🤖 AI Summary
Large vision-language models (VLMs) lack systematic evaluation for image-induced emotion recognition. Method: We introduce EmoBench—the first dedicated benchmark for this task—enabling zero-shot and few-shot evaluation, adversarial robustness analysis, and fine-grained error typology. Leveraging multi-model assessment and human-in-the-loop diagnosis, we identify three core bottlenecks: suboptimal prompt engineering, insufficient emotional coverage in training data, and low-quality cross-modal alignment. Contribution/Results: (1) EmoBench establishes the first standardized benchmark for induced-emotion recognition; (2) we propose a “Representation–Instruction–Alignment” tri-dimensional framework for performance attribution; (3) we provide reproducible fine-tuning strategies to mitigate identified limitations. Our findings reveal pervasive affective biases and strong contextual sensitivity in current VLMs, offering both theoretical insights and practical guidelines for enhancing empathetic human-AI interaction.
📝 Abstract
Large Vision-Language Models (VLMs) have achieved unprecedented success in several objective multimodal reasoning tasks. However, to further enhance their capabilities of empathetic and effective communication with humans, improving how VLMs process and understand emotions is crucial. Despite significant research attention on improving affective understanding, there is a lack of detailed evaluations of VLMs for emotion-related tasks, which can potentially help inform downstream fine-tuning efforts. In this work, we present the first comprehensive evaluation of VLMs for recognizing evoked emotions from images.

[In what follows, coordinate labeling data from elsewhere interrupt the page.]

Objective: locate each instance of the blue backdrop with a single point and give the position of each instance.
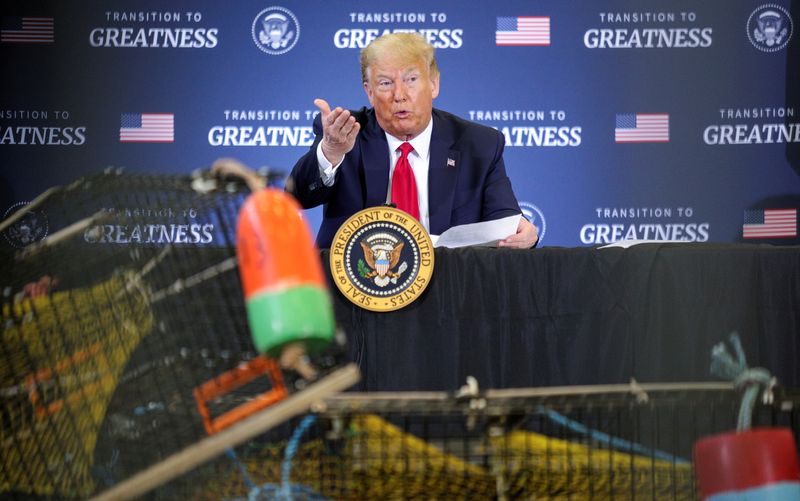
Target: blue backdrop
(238, 80)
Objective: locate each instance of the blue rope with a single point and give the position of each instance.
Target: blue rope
(751, 379)
(291, 450)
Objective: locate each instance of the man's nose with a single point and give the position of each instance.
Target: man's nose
(400, 92)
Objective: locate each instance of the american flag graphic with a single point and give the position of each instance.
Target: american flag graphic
(642, 128)
(27, 30)
(523, 30)
(147, 128)
(770, 223)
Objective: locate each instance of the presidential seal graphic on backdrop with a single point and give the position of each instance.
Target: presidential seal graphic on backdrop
(275, 30)
(381, 259)
(769, 28)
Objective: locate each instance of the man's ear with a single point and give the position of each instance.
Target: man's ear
(435, 86)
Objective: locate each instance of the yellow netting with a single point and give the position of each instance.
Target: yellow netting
(66, 353)
(380, 461)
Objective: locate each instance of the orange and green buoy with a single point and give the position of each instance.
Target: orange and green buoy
(286, 298)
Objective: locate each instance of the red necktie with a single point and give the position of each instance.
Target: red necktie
(404, 188)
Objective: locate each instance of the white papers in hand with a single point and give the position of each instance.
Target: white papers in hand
(485, 233)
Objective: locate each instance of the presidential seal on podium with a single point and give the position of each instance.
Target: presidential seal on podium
(381, 259)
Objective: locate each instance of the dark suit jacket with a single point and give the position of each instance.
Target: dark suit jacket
(467, 180)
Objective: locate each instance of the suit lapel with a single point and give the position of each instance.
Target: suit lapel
(442, 175)
(375, 156)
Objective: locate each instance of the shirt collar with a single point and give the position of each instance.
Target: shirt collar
(421, 143)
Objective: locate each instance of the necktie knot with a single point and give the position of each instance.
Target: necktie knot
(404, 187)
(405, 149)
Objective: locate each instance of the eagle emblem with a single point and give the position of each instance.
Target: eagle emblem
(382, 253)
(770, 28)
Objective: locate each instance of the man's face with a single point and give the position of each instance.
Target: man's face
(402, 96)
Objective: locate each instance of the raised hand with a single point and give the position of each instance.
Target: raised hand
(339, 131)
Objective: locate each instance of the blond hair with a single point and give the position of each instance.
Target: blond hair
(405, 48)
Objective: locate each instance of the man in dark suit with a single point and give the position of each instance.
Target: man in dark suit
(457, 166)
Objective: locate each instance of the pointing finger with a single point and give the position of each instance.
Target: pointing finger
(323, 106)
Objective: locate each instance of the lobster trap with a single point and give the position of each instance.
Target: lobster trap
(125, 343)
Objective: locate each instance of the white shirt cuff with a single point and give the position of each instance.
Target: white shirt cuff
(327, 171)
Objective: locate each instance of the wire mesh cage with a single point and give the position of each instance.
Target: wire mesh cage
(125, 341)
(555, 444)
(109, 323)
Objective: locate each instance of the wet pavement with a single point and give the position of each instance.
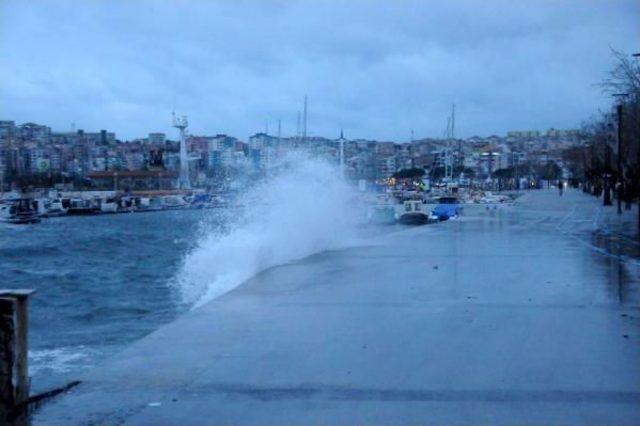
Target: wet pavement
(507, 316)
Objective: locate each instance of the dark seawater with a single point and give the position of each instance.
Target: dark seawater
(102, 282)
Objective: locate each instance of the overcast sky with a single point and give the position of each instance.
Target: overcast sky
(375, 68)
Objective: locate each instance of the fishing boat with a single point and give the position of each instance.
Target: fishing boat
(19, 211)
(447, 208)
(383, 212)
(414, 213)
(80, 206)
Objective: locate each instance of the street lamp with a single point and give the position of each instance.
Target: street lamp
(620, 97)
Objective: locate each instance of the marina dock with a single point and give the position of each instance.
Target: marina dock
(509, 316)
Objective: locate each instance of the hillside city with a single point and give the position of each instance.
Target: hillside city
(37, 155)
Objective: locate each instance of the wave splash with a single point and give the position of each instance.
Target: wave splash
(304, 208)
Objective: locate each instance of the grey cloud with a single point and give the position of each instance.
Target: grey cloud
(375, 68)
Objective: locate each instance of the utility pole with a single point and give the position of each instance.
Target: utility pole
(619, 111)
(304, 120)
(607, 174)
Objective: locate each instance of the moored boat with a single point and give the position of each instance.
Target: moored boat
(414, 213)
(19, 211)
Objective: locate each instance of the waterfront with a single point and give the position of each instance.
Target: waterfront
(102, 282)
(507, 315)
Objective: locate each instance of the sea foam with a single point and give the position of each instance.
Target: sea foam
(303, 208)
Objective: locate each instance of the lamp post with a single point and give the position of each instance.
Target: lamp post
(607, 172)
(619, 111)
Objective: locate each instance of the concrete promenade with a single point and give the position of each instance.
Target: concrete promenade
(510, 316)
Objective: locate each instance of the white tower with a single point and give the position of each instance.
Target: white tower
(181, 124)
(342, 154)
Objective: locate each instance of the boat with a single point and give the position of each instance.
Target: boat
(414, 213)
(448, 207)
(383, 212)
(19, 211)
(79, 206)
(55, 208)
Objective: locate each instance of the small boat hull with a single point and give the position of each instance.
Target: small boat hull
(414, 219)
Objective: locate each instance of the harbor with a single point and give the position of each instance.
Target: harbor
(465, 322)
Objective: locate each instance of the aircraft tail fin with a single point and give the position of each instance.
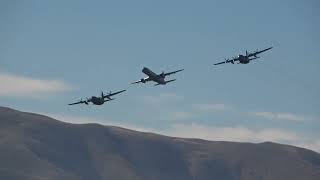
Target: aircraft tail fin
(170, 80)
(109, 99)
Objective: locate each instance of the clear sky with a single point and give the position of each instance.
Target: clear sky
(55, 52)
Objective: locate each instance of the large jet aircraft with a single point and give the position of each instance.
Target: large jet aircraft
(244, 59)
(158, 78)
(98, 100)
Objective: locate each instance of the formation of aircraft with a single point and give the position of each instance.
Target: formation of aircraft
(244, 59)
(159, 79)
(98, 100)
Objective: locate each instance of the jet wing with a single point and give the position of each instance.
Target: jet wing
(168, 74)
(79, 102)
(112, 94)
(258, 52)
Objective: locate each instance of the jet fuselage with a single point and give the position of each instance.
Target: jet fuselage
(159, 78)
(97, 100)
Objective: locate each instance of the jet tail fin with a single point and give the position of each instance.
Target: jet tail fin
(109, 99)
(170, 81)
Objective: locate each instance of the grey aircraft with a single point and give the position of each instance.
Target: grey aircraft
(158, 78)
(98, 100)
(244, 59)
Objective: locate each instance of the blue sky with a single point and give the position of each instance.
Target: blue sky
(55, 52)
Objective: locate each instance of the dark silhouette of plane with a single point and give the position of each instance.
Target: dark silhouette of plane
(158, 78)
(98, 100)
(244, 59)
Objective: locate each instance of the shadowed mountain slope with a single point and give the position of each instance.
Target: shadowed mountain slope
(40, 148)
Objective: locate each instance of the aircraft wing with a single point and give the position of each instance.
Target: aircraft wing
(112, 94)
(168, 74)
(79, 102)
(228, 61)
(258, 52)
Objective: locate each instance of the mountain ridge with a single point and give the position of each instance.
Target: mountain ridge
(34, 146)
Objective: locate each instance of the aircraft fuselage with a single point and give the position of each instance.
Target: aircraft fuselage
(244, 59)
(97, 100)
(159, 78)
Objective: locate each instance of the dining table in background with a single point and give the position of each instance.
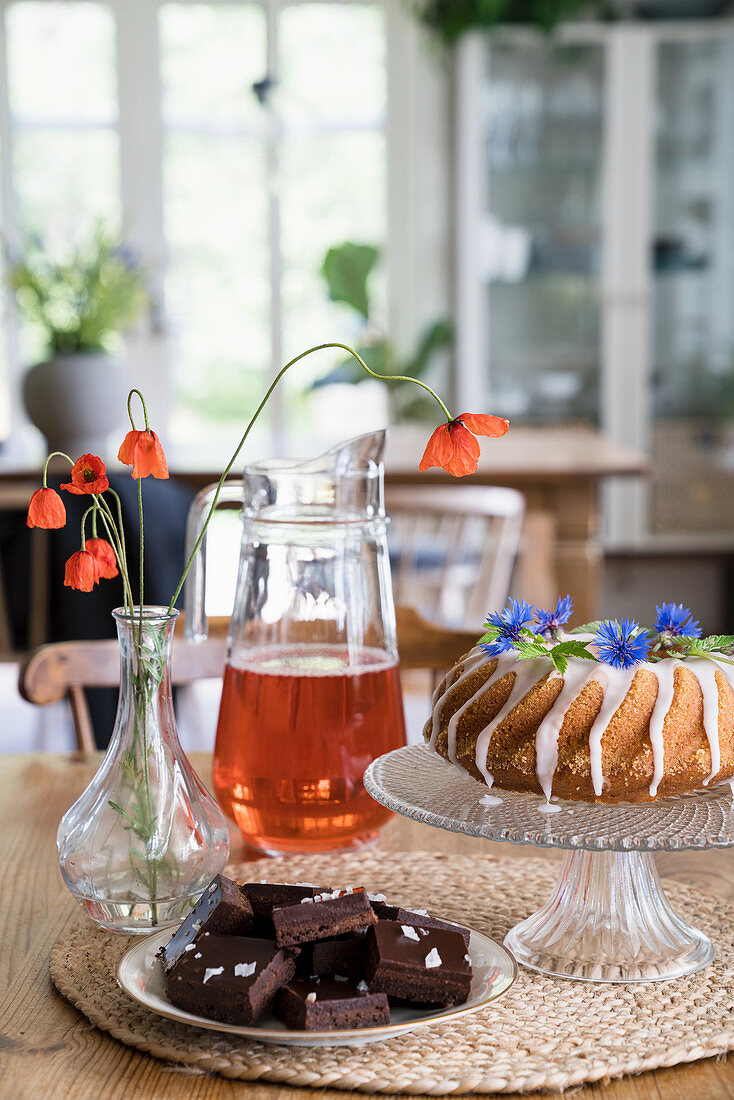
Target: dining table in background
(559, 471)
(47, 1048)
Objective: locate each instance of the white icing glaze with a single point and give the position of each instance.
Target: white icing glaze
(527, 674)
(666, 673)
(705, 671)
(615, 683)
(473, 661)
(546, 738)
(505, 662)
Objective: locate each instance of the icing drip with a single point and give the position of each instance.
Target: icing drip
(505, 662)
(473, 661)
(546, 738)
(705, 671)
(666, 673)
(616, 683)
(527, 674)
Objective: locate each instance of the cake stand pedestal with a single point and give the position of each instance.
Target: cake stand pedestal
(607, 917)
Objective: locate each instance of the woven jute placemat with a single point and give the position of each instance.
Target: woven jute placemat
(544, 1034)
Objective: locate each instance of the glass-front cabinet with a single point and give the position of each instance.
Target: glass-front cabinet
(595, 252)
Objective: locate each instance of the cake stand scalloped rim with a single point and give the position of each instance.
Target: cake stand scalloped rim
(417, 783)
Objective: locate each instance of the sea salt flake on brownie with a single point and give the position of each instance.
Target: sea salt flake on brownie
(211, 971)
(431, 969)
(324, 1004)
(244, 969)
(241, 991)
(331, 913)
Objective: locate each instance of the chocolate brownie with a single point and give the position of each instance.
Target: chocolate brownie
(386, 912)
(322, 916)
(221, 909)
(423, 966)
(265, 897)
(229, 978)
(326, 1004)
(343, 955)
(423, 920)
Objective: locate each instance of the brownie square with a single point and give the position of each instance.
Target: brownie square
(322, 916)
(221, 909)
(343, 955)
(265, 897)
(327, 1004)
(418, 916)
(423, 920)
(419, 965)
(230, 978)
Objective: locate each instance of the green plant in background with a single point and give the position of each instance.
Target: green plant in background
(347, 268)
(450, 19)
(84, 301)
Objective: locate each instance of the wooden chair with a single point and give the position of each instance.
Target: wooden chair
(453, 549)
(65, 668)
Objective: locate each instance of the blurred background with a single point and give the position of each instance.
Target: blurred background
(536, 219)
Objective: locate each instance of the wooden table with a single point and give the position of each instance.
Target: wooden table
(558, 470)
(50, 1051)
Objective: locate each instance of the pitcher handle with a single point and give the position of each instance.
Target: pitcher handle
(196, 627)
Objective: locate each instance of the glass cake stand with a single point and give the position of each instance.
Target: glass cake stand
(606, 919)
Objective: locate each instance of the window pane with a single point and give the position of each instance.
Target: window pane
(215, 212)
(693, 259)
(540, 235)
(332, 64)
(61, 62)
(210, 57)
(331, 98)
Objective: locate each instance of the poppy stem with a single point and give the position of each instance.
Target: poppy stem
(48, 458)
(117, 538)
(120, 525)
(142, 402)
(142, 543)
(309, 351)
(84, 521)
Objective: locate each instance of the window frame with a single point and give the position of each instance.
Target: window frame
(411, 78)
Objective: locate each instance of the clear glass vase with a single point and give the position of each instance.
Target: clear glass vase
(145, 837)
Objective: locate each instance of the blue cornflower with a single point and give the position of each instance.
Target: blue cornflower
(676, 619)
(616, 644)
(510, 623)
(550, 622)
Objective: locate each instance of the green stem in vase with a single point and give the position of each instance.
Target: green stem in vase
(309, 351)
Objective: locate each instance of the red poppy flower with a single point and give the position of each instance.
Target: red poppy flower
(46, 509)
(81, 571)
(103, 554)
(88, 475)
(143, 452)
(453, 446)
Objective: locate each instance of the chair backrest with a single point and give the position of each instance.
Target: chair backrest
(453, 549)
(66, 668)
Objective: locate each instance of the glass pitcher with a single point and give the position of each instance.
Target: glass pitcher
(311, 691)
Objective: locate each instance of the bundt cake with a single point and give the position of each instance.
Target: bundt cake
(592, 733)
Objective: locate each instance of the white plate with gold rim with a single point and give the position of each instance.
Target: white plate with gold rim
(140, 975)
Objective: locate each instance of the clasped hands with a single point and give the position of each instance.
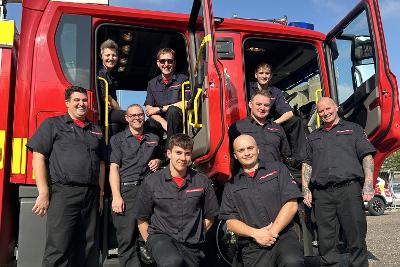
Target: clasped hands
(265, 237)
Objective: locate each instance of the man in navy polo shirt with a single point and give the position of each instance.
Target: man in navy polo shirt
(337, 174)
(259, 204)
(270, 136)
(164, 96)
(175, 208)
(134, 155)
(68, 160)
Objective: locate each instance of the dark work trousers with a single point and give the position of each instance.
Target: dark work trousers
(295, 134)
(173, 117)
(126, 227)
(167, 252)
(286, 252)
(342, 206)
(71, 228)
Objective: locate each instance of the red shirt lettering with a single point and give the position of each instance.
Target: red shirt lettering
(80, 123)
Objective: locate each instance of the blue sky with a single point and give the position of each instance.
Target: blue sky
(324, 14)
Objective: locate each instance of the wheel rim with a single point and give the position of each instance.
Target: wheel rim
(226, 243)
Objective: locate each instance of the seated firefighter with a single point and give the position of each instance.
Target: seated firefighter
(164, 96)
(109, 58)
(281, 112)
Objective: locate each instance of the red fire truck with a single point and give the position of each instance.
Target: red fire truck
(58, 45)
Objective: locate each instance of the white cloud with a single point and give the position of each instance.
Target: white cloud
(149, 4)
(390, 9)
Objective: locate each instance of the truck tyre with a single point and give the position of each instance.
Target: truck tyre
(376, 206)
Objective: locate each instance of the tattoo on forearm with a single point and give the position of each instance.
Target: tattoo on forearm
(307, 169)
(368, 167)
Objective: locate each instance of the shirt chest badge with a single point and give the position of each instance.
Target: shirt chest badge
(97, 134)
(271, 129)
(266, 176)
(344, 131)
(151, 142)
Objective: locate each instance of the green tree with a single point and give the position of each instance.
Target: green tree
(392, 162)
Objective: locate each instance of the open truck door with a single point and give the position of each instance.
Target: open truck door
(207, 91)
(361, 82)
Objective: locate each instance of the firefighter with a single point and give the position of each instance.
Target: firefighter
(164, 96)
(134, 154)
(259, 204)
(68, 161)
(176, 207)
(338, 168)
(281, 112)
(109, 59)
(270, 136)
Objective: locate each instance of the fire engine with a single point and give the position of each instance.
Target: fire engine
(58, 45)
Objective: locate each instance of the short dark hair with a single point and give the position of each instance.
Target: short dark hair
(110, 44)
(260, 92)
(73, 89)
(262, 65)
(165, 51)
(182, 140)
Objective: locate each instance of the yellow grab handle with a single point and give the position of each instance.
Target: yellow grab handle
(183, 105)
(316, 102)
(195, 111)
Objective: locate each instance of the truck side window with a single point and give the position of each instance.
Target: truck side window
(73, 43)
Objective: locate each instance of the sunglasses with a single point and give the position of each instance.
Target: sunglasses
(169, 61)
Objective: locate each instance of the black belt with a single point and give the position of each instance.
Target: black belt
(335, 185)
(135, 183)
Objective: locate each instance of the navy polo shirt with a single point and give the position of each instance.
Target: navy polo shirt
(132, 155)
(257, 200)
(336, 155)
(110, 76)
(73, 153)
(160, 94)
(177, 212)
(270, 137)
(279, 105)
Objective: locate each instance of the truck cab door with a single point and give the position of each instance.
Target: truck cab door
(206, 75)
(360, 78)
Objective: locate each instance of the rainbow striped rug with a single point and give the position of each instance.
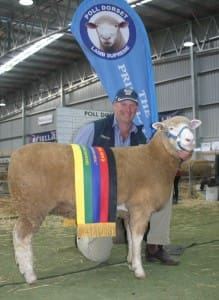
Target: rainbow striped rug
(95, 191)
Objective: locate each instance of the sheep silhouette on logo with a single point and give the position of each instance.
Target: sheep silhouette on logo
(109, 33)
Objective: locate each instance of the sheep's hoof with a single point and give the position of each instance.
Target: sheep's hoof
(31, 278)
(140, 275)
(130, 266)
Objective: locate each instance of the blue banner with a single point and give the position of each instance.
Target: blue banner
(114, 40)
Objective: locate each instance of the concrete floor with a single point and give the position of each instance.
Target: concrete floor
(64, 273)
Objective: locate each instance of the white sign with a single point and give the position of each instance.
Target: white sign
(47, 119)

We create a benchmark for the task of evoked emotion recognition and study the performance of VLMs for this task, from perspectives of correctness and robustness. Through several experiments, we demonstrate important factors that emotion recognition performance depends on, and also characterize the various errors made by VLMs in the process. Finally, we pinpoint potential causes for errors through a human evaluation study. We use our experimental results to inform recommendations for the future of emotion research in the context of VLMs.